H3K9ac data from mouse models suggest structural changes in the murine brain epigenome that involve the nuclear lamina

To explore whether tau-related epigenomic changes that we found human brain H3K9ac data (Synapse ID: syn4896408) are recapitulated in mouse models known to accumulate tau, we generated hippocampal H3K9ac ChIP-seq profiles from two different mouse models each at an early and a late stage of neurodegeneration. Specifically, we studied 6 and 11 months old mutant tau mice (MAPT P301S), which start to accumulate phosphorylated tau in neurons by 6 months. Wild-type mice of the same age were used as controls. The second mouse model was the CK-p25 model, which is characterized by increased amyloid-β levels early after p25 induction followed by increased tau phosphorylation and neuronal loss at later stages. Three months old CK-p25 mice were studied 2 weeks and 6 weeks after p25 induction and compared with CK littermate controls.

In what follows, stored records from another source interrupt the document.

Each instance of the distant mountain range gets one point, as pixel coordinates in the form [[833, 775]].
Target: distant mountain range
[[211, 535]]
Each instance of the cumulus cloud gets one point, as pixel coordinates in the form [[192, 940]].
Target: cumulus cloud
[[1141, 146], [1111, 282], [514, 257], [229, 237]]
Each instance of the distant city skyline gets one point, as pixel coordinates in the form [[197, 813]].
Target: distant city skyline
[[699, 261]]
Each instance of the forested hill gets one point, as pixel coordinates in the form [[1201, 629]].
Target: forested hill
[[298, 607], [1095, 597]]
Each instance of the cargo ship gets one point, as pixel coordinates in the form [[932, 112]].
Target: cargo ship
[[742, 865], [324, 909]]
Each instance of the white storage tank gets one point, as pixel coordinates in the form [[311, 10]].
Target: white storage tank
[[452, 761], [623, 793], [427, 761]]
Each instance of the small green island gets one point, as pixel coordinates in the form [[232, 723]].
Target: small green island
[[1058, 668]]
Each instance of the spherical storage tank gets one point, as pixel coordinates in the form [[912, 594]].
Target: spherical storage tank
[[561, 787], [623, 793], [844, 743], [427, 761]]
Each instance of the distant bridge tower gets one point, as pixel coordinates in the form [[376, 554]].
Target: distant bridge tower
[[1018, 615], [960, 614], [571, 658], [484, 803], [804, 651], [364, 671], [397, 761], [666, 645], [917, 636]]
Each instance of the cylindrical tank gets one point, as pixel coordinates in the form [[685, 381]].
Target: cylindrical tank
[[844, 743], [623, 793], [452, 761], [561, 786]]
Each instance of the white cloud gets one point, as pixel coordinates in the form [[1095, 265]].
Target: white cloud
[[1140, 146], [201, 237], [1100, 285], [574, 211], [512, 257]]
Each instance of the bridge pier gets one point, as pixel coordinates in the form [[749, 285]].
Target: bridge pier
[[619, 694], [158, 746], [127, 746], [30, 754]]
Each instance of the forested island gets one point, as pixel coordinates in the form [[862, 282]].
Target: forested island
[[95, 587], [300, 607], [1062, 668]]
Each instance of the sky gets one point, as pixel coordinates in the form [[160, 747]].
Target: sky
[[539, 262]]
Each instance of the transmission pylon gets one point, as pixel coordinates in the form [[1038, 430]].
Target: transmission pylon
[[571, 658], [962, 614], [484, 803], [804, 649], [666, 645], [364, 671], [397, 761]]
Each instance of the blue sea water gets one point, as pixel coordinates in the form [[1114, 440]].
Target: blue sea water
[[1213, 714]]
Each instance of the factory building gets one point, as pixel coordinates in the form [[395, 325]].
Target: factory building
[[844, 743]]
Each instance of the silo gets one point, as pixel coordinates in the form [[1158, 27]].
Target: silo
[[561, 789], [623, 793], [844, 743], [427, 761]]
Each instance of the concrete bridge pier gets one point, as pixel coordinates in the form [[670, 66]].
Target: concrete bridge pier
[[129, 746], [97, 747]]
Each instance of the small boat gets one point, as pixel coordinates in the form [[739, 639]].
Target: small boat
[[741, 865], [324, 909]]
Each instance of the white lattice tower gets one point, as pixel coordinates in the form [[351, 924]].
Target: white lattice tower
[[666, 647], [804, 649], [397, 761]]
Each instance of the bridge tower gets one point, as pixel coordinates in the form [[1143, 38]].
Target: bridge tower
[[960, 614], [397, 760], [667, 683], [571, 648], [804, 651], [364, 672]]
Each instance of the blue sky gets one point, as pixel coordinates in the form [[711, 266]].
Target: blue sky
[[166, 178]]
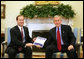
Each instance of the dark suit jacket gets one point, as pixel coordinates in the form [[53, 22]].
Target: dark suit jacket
[[67, 36], [16, 38]]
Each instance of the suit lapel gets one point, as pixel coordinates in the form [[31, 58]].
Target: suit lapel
[[18, 31], [62, 31], [54, 33]]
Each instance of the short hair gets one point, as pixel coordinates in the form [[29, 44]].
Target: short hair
[[18, 16], [58, 16]]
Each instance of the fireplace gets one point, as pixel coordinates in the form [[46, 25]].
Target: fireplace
[[41, 33]]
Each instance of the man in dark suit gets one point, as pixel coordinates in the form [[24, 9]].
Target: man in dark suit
[[64, 34], [20, 40]]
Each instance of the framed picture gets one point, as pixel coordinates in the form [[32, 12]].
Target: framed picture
[[3, 11]]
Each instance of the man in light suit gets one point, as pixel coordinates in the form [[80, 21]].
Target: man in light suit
[[20, 40], [67, 40]]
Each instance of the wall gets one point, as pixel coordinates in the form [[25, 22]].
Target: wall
[[13, 9]]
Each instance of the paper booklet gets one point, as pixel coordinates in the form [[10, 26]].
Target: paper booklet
[[40, 41]]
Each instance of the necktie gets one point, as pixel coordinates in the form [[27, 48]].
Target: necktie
[[20, 48], [58, 40], [22, 33]]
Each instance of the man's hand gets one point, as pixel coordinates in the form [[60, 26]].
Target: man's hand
[[70, 47], [34, 39], [29, 45], [38, 46]]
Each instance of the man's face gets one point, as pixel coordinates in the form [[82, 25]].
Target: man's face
[[20, 21], [57, 21]]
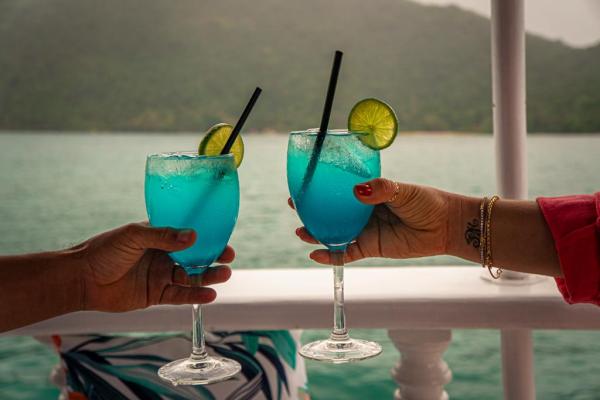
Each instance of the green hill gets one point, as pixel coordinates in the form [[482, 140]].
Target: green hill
[[183, 65]]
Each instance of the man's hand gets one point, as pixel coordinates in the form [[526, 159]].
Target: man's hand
[[128, 268]]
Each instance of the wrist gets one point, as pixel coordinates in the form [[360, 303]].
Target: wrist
[[463, 227], [70, 264]]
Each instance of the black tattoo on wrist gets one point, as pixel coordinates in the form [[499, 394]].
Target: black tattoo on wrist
[[473, 233]]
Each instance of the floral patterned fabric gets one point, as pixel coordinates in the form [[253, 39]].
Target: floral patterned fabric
[[113, 367]]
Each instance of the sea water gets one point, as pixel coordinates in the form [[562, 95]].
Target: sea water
[[58, 189]]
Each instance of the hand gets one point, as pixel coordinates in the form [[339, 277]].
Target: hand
[[414, 224], [128, 268]]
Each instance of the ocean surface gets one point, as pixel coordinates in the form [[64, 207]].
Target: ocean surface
[[57, 189]]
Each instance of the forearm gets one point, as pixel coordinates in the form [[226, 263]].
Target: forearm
[[521, 240], [36, 287]]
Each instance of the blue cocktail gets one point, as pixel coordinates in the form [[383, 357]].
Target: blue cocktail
[[186, 190], [325, 202]]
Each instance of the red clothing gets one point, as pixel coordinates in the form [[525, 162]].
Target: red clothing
[[575, 225]]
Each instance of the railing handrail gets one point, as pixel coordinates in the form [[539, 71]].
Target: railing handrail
[[377, 297]]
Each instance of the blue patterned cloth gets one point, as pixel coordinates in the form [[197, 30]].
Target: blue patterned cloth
[[113, 367]]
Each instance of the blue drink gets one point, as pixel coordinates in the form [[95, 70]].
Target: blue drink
[[332, 215], [328, 208], [185, 190]]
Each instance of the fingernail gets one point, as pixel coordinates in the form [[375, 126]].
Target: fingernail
[[364, 189], [185, 235]]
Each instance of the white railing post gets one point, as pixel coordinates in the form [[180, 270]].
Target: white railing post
[[517, 364], [421, 373], [510, 136]]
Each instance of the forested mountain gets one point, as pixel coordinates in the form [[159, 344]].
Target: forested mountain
[[173, 65]]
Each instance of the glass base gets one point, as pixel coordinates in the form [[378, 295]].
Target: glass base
[[511, 278], [199, 372], [340, 351]]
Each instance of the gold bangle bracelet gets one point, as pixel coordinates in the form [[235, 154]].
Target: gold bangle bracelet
[[488, 258], [482, 212]]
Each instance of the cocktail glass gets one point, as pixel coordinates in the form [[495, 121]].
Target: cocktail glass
[[186, 190], [332, 215]]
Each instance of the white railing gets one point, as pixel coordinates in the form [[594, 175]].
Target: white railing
[[417, 305]]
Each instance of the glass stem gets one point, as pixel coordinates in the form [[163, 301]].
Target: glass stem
[[198, 350], [339, 317]]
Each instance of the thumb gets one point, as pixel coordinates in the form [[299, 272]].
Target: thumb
[[383, 191], [144, 236]]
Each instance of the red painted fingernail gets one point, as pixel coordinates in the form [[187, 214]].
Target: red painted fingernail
[[364, 189], [185, 235]]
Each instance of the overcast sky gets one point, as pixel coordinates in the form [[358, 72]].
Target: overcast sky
[[575, 22]]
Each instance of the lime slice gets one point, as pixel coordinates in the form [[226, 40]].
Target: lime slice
[[215, 139], [376, 120]]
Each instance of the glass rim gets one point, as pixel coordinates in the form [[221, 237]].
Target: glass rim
[[190, 155], [332, 132]]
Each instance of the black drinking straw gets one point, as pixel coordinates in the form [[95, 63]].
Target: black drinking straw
[[314, 157], [238, 126]]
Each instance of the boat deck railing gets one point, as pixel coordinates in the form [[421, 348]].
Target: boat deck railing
[[418, 306]]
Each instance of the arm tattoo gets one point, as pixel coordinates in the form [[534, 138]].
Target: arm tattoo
[[473, 233]]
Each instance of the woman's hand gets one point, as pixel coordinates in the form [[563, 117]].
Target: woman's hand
[[408, 221], [128, 268], [416, 221]]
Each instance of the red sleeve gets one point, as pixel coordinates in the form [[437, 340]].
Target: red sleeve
[[575, 225]]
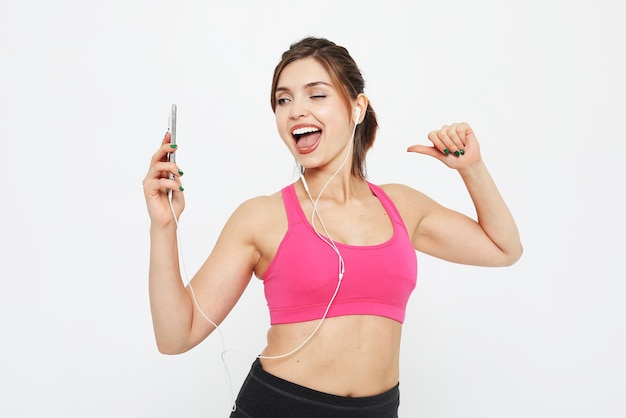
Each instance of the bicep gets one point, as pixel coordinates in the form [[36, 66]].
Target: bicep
[[223, 277], [455, 237]]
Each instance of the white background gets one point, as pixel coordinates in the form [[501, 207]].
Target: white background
[[85, 91]]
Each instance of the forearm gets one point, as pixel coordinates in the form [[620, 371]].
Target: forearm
[[169, 301], [493, 215]]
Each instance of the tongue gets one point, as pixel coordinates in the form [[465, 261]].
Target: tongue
[[307, 141]]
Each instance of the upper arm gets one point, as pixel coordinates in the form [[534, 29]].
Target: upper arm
[[223, 277], [445, 233]]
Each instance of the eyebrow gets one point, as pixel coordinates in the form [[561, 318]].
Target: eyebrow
[[307, 85]]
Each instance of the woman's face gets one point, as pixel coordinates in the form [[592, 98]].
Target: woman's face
[[311, 115]]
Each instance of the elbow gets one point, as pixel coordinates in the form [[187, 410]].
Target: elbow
[[512, 256], [169, 347]]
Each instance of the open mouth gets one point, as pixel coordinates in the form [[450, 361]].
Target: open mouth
[[306, 137]]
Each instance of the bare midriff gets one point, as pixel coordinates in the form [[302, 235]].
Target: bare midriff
[[354, 355]]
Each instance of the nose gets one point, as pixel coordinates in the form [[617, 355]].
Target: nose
[[297, 110]]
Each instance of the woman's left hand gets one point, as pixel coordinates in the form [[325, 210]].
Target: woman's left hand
[[454, 145]]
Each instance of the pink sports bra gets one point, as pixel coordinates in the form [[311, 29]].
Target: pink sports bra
[[302, 278]]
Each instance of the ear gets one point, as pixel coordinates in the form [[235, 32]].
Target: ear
[[360, 108]]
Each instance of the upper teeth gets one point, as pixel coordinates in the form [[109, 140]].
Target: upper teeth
[[306, 130]]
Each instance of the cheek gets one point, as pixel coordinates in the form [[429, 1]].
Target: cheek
[[281, 127]]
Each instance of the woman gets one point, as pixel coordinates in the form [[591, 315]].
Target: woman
[[336, 253]]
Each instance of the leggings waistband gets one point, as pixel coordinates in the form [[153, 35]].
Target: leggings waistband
[[265, 395]]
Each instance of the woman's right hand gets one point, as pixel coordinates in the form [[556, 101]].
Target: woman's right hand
[[157, 182]]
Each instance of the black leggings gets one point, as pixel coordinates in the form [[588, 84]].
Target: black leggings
[[263, 395]]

H3K9ac profiles were generated for mutant tau mice at the ages of 6 and 11 months and compared with wild type controls. H3K9ac profiles of the CK-p25 mouse model were generated 2 and 6 weeks after p25 induction and compared with controls. The main purpose of the study was to detect differential H3K9 acetylation between AD mice and control mice. Therefore, a common set of peaks was defined, then the number of reads in these peaks was counted, finally peaks were tested for different read counts between AD mice and controls. The processed data provided under this series contains a bed file with peak locations and a matrix file with read counts for each sample and peak. Samples of input DNA (without ChIP) were sequenced and used as negative controls during peak calling, but are not represented in the matrix file.